Whoopi Goldberg Developing 10-Part Series on the History of Black Entertainment

Whoopi Goldberg

Oscar-winning actress Whoopi Goldberg is developing a 10-part documentary series exploring the history of black entertainment from the 1800s through the present. “The View” host announced her next project last week during the Tribeca Film Festival screening of her debut documentary, “I Got Somethin’ To Tell You.”

An audience member asked Goldberg what her next non-fiction project would be after the success of “I Got Somethin’ To Tell You.” She responded by explaining the difficulties of creating her first documentary and how it inspired her to expand on the research of black entertainers. Goldberg said the “history of black entertainers, comedy and vaudeville has not been covered comprehensively onscreen” according to Real Screen.
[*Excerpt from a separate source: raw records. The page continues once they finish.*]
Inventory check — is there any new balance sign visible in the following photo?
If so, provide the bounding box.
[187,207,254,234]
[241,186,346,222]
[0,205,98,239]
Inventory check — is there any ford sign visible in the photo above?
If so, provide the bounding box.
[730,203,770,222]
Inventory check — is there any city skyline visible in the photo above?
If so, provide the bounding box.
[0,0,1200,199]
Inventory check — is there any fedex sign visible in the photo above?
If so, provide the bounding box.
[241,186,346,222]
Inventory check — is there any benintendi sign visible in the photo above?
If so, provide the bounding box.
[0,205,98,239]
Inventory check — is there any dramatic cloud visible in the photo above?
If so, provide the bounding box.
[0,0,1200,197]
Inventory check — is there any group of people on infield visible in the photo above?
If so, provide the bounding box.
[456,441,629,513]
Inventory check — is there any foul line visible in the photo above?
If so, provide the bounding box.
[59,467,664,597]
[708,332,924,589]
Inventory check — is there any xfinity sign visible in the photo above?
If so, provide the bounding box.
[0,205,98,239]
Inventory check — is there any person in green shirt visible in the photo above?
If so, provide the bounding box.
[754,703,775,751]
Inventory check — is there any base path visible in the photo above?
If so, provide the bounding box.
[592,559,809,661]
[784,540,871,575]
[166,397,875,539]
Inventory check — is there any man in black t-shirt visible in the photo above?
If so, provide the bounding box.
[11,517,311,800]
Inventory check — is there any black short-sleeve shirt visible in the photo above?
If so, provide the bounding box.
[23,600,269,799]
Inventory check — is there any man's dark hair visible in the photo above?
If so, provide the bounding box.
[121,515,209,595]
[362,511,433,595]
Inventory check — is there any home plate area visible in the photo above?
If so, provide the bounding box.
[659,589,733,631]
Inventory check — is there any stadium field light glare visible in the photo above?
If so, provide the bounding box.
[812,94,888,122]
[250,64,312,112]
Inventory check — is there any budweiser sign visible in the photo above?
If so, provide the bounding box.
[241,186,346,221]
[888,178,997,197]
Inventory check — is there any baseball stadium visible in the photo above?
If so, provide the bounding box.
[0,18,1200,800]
“I Got Somethin’ To Tell You” focuses on the life of comedic pioneer Moms Mabley. The documentary was completely funded through Kickstarter. Goldberg expressed her gratitude to all that donated to her campaign.

“I salute documentary filmmakers… I was lucky I had Kickstarter,” she told the audience. The Oscar, Tony, Emmy and Grammy-award winning comic also addressed the critics of her crowd-sourcing campaign, explaining how expensive it is to create projects like “I Got Somethin’…”

“I know it seems weird [that I struggled to raise money]… A lot of people, they said, ‘Pssh, you’re Whoopi Goldberg.’ I said, ‘Really? Why do you think I work so much? I’ve got family, and there’s only one pay check.”

Some of the stills in her Moms Mabley documentary cost $1,200 each. These expenses add up quickly.

“I said to them, ‘Who was the last person looking for that picture?’ They said, ‘Sorry but they’re $1,500 each.’ I said, ‘$1,500? A minute ago you told me they were $1,200!’ They said, ‘Sorry, we made a mistake.”

Her not-yet-titled series will not be funded through Kickstarter. Golberg will utilize her influence and resources to produce the 10-parts.

“I’m going to go to American Express and several other places to see if they’ll give me the money to make a 10-part documentary about black entertainment from the 1800s ’til now,” she said. Some of the performers she’ll feature include Pigmeat Markham and Peg Leg Bates, names that don’t often resonate in American cultural conscience.

Despite the financial challenges Goldberg faced with her first non-fiction project, she’s eager to start the series.

“It was a great adventure… I’m going to do the adventure again, I think,” she said.